Gramicidin is one of the most extensively studied channel former peptides.^9–11 It is a linear peptide (pentadecaptide), which assembles into a helical transmembrane dimer structure¹² producing a continuous channel through a lipid bilayer. This peptide in its dimer form has a length of 26 Å, which is sufficient for the dimer to span a lipid bilayer (40 Å) and form pores of 4 Å in diameter.^13,14 Through the gramicidin pores, monovalent cations are transported. Gramicidin in its active form permits cation selective transport, while divalent cations like Ca²⁺ block the channel.⁹ Ion selectivity for gramicidin follows the following order:⁹ H⁺ > NH₄⁺ > Cs⁺ > Rb⁺ >K⁺ > Na⁺ > Li⁺. Supported membranes with inbuilt polypeptide gramicidin pores¹¹ have already provided significant information about several important biological processes.

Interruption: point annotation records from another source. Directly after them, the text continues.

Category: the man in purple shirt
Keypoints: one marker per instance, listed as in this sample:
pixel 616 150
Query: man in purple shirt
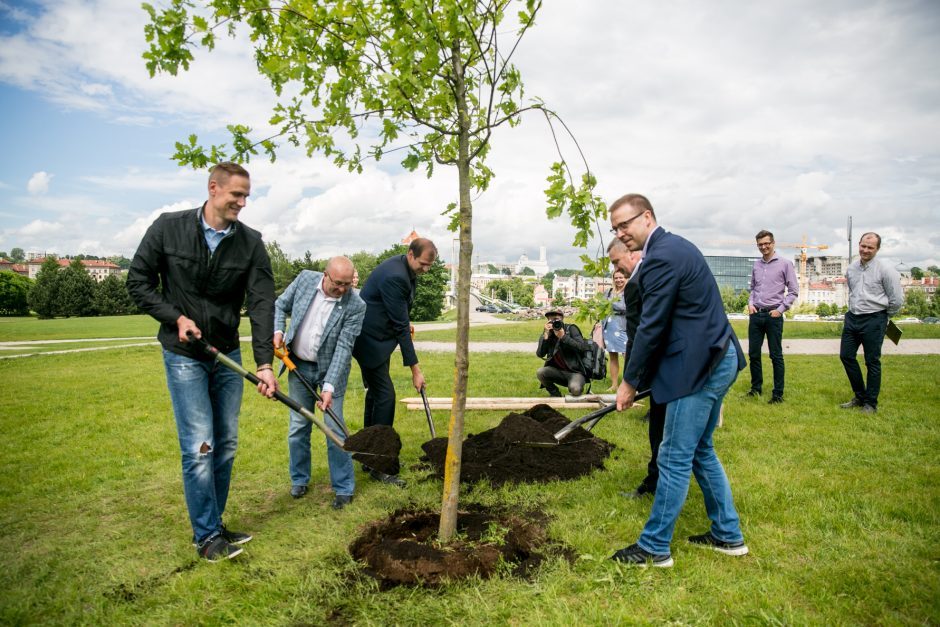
pixel 773 290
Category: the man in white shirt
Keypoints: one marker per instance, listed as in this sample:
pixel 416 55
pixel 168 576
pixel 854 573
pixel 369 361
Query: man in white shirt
pixel 875 295
pixel 326 317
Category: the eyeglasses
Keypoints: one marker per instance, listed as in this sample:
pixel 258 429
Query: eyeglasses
pixel 623 226
pixel 338 283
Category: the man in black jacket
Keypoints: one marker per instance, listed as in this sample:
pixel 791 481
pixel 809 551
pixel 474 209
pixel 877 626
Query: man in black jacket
pixel 562 347
pixel 192 272
pixel 389 293
pixel 629 262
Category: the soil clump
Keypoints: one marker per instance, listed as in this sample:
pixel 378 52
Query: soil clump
pixel 403 548
pixel 376 447
pixel 501 455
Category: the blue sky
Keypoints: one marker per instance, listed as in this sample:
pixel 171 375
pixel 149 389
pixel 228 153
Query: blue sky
pixel 731 117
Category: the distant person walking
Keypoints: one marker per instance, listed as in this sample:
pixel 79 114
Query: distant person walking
pixel 193 272
pixel 875 295
pixel 774 289
pixel 614 327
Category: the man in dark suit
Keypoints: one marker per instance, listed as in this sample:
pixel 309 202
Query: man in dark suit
pixel 389 293
pixel 628 262
pixel 693 357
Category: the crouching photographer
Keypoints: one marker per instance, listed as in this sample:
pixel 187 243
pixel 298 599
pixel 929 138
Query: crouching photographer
pixel 562 347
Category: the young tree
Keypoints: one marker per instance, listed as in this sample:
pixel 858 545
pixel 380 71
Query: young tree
pixel 77 291
pixel 112 298
pixel 14 291
pixel 432 79
pixel 44 294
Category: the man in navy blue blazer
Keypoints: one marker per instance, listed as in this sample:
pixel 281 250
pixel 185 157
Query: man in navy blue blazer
pixel 685 341
pixel 389 293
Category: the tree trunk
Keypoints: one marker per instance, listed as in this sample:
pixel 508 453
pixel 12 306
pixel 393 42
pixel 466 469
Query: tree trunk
pixel 454 454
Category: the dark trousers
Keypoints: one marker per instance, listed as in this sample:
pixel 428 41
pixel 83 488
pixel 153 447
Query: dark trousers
pixel 762 324
pixel 867 331
pixel 380 395
pixel 657 420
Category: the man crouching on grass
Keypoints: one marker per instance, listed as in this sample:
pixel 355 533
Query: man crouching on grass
pixel 192 272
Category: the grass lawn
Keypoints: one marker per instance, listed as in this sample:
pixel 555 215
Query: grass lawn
pixel 529 330
pixel 841 511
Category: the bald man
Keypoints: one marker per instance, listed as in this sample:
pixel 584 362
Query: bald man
pixel 326 318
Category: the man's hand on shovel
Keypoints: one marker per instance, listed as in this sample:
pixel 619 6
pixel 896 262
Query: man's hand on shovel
pixel 626 393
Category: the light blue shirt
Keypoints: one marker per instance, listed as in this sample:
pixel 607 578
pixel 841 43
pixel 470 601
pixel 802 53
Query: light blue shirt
pixel 213 237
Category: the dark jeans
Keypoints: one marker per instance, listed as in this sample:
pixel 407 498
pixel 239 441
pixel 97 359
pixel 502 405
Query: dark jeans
pixel 867 331
pixel 657 420
pixel 380 395
pixel 549 376
pixel 759 325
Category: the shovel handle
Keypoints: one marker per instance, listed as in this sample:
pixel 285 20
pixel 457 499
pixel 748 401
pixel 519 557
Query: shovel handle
pixel 233 365
pixel 282 354
pixel 427 411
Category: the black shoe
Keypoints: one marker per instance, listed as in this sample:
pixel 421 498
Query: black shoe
pixel 342 500
pixel 635 556
pixel 235 537
pixel 389 479
pixel 728 548
pixel 217 549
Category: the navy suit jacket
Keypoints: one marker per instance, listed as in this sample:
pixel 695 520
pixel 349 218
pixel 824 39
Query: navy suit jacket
pixel 389 293
pixel 683 328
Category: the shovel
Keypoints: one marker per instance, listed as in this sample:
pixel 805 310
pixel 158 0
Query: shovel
pixel 427 412
pixel 297 407
pixel 281 353
pixel 588 422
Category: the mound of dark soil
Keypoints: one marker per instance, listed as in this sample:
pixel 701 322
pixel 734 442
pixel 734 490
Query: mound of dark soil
pixel 402 548
pixel 377 447
pixel 504 454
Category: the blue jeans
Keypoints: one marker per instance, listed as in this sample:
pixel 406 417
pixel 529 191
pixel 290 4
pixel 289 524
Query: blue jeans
pixel 206 400
pixel 342 475
pixel 687 448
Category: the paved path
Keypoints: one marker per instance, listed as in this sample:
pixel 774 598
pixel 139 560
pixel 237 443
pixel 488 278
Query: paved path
pixel 790 347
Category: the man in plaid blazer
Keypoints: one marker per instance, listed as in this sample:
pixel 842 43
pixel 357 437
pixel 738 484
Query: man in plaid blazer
pixel 326 317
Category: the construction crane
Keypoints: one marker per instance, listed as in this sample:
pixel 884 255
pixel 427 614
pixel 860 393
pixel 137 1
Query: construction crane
pixel 803 247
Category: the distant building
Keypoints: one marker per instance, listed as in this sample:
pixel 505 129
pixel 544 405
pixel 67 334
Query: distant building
pixel 577 287
pixel 733 272
pixel 98 269
pixel 539 266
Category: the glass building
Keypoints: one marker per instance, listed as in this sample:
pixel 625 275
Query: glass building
pixel 734 272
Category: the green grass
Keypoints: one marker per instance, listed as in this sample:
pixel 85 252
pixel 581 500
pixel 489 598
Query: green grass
pixel 841 510
pixel 529 330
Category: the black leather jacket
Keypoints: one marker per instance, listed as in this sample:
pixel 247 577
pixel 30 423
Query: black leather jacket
pixel 172 274
pixel 572 348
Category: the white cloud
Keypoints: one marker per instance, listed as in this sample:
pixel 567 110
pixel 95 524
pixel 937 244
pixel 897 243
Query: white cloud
pixel 39 183
pixel 730 117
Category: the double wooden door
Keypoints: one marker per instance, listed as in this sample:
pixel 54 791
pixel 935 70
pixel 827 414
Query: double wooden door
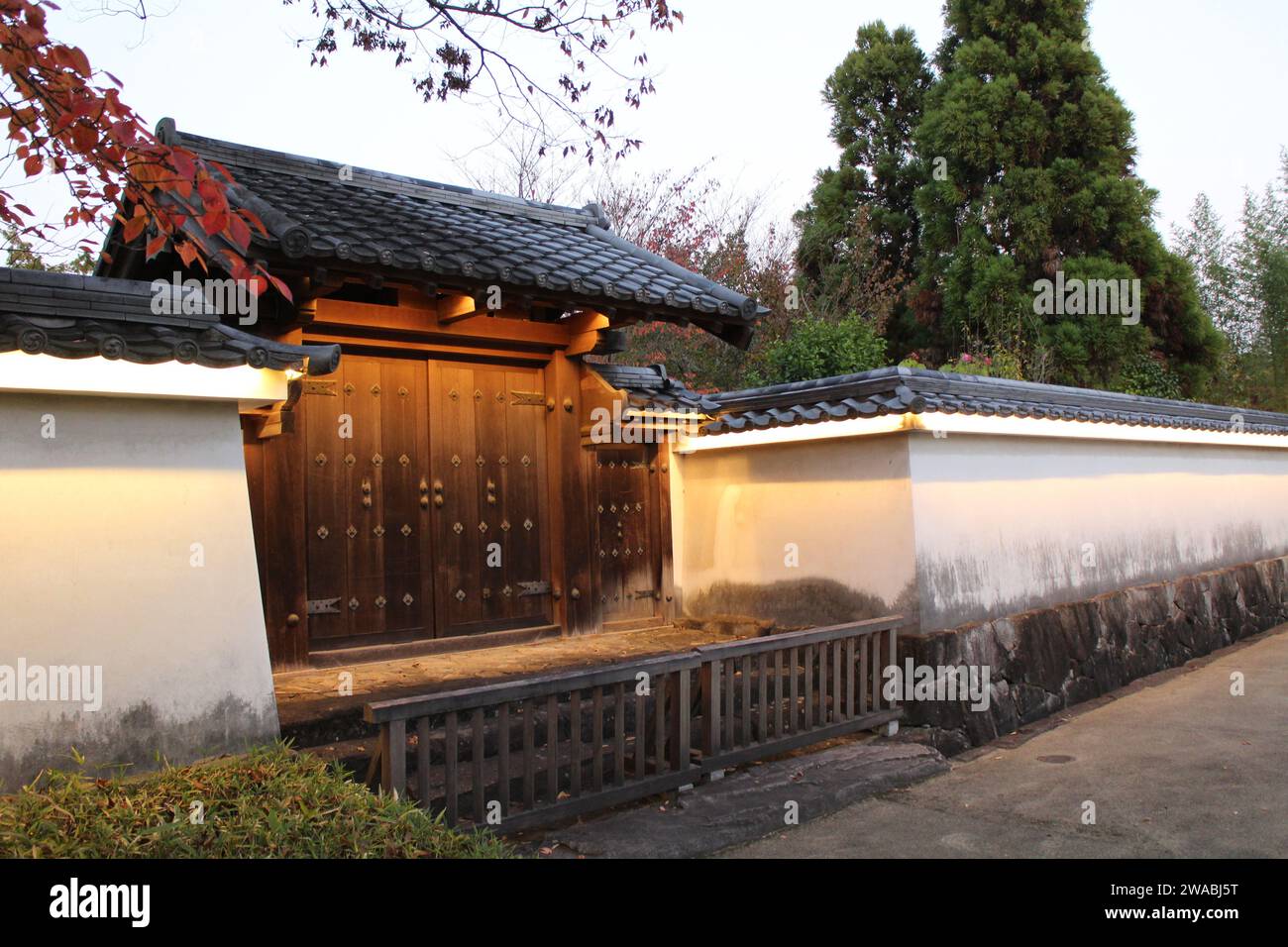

Layer by layer (LbL) films represent an interesting case as supports for lipid layers. The LbL technique is based on the alternating deposition of oppositely charged polyelectrolytes (PEs) that lead to the assembly of a multilayer polyelectrolyte film with nanometre precision.^15,16 Membranes supported on polymeric surfaces are of fundamental interest, as biological membranes are themselves supported on top of a cushion of biopolymers, the glycocalix or the cell wall.⁸ The LbL assembly provides in addition a simple means of fabricating thin films on charged surfaces. Lipid layers on polyelectrolyte multilayers (PEMs) could be assembled on almost any surface and the distance between the interface and the lipids could be controlled in the nanometre range by the number of assembled polyelectrolyte layers. Cassier et al.¹⁷ have shown that it is possible to support lipid layers on top of PEMs fabricated by the LbL technique. Despite the fact that lipid layers assembled on polyelectrolyte capsules decrease the ionic conductivity for capsule walls,^18–20 early examples in the literature of lipid layers on PEMs, mainly by Kügler and Knoll²¹ and Cassier et al.¹⁷ show lipid layers with defects and high conductivity. The electrical characteristics of the lipid layers on PEMs were far from those of the black lipid membranes. A possible reason for the high conductivity observed for lipid layers on PEMs may be that the lipid composition for the vesicles used in the studies by the groups of Möhwald and Knoll do not lead to bilayer formation but to the assembly of not-fully fused vesicles, as was shown later.²² Because of the high conductivity of the lipid layers, no attempts to integrate channels in lipid bilayers assembled on PEMs have been reported. The high conductivity or ionic permeability of the lipids would not allow tuning or selectively blocking of the ion permeability by the incorporation of channels.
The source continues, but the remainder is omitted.